Dive Brief:
- Wells Fargo signed a data exchange agreement with fintech company Plaid that is meant to give customers greater control over the bank account information they share, the bank announced Thursday.
- The initiative, set to launch within a year, will let Plaid pull customer data from the bank's server through an application programming interface — a tokenized "handshake," the bank said — rather than "screen scraping." That practice, which big banks like Wells and JPMorgan Chase have derided as insecure, allows third parties to take bank customers' user names and passwords, log in on their behalf, and copy and paste their banking transaction information into the third party's software.
- The move marks the bank's second digital technology advancement this week. Wells Fargo announced Tuesday it will pilot Digital Cash, a blockchain-run service, to settle internal transfers of cross-border payments.
Dive Insight:
Plaid has data-sharing agreements with several companies in the banking, payments and currency exchange space, including JPMorgan Chase, Venmo and Coinbase.
Wells Fargo executives see the Plaid agreement as crucial to the development of the bank's Control Tower feature, which customers can use to see all of the third parties to which their bank account is connected or with which their data is being shared.
Ben Soccorsy, head of digital payments at Wells Fargo Virtual Channels, lauded the deal for its potential to empower customers through transparency and control. "If customers want to share their Wells Fargo account information with a Plaid-supported app to help them better manage their finances, we want to enable them to do so seamlessly and more securely," he said in a press release. That includes customers' ability to turn data sharing on or off through Control Tower.

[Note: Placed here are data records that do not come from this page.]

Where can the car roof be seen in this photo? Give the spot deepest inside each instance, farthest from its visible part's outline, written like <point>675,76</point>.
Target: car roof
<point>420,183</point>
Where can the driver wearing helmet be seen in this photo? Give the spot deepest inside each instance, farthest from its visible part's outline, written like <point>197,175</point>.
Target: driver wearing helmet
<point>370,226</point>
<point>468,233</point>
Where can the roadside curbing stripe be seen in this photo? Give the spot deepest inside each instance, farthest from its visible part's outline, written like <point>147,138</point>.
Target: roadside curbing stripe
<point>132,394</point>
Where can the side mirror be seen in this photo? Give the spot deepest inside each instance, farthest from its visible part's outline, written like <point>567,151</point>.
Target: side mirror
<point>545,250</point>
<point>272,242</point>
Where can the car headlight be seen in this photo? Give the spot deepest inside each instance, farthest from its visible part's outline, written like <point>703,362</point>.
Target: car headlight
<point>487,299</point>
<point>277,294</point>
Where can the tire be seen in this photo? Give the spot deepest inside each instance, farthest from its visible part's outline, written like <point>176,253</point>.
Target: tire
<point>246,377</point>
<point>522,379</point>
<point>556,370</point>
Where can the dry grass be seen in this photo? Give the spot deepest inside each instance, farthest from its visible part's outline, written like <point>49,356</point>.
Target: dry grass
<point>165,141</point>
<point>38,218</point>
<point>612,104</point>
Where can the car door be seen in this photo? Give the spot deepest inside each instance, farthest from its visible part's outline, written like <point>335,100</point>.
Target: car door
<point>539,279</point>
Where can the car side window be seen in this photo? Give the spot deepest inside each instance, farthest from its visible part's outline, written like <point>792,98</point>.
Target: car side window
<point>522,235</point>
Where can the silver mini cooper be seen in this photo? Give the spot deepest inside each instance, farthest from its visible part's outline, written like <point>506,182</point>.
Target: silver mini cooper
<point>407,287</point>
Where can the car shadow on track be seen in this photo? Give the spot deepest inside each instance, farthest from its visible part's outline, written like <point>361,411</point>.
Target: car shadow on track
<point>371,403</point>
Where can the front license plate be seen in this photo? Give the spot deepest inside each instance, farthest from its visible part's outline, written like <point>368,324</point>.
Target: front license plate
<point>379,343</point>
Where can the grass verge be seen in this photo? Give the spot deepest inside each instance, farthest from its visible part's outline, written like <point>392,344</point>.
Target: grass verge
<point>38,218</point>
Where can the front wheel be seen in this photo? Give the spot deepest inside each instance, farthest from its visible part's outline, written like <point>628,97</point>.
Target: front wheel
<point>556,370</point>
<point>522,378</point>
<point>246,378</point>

A Plaid executive, too, said the bank is thinking in the right direction. "I believe that it's the right thing for a user to be able to go to a bank’s home page or control panel and see where their data is being shared by that bank," Sima Gandhi, Plaid's head of business development and strategy, told American Banker. "Wells is doing the right things. We need to keep raising the bar as to what control means as the technology evolves."
Plaid this week revealed that payment card giants Mastercard and Visa are among its investors.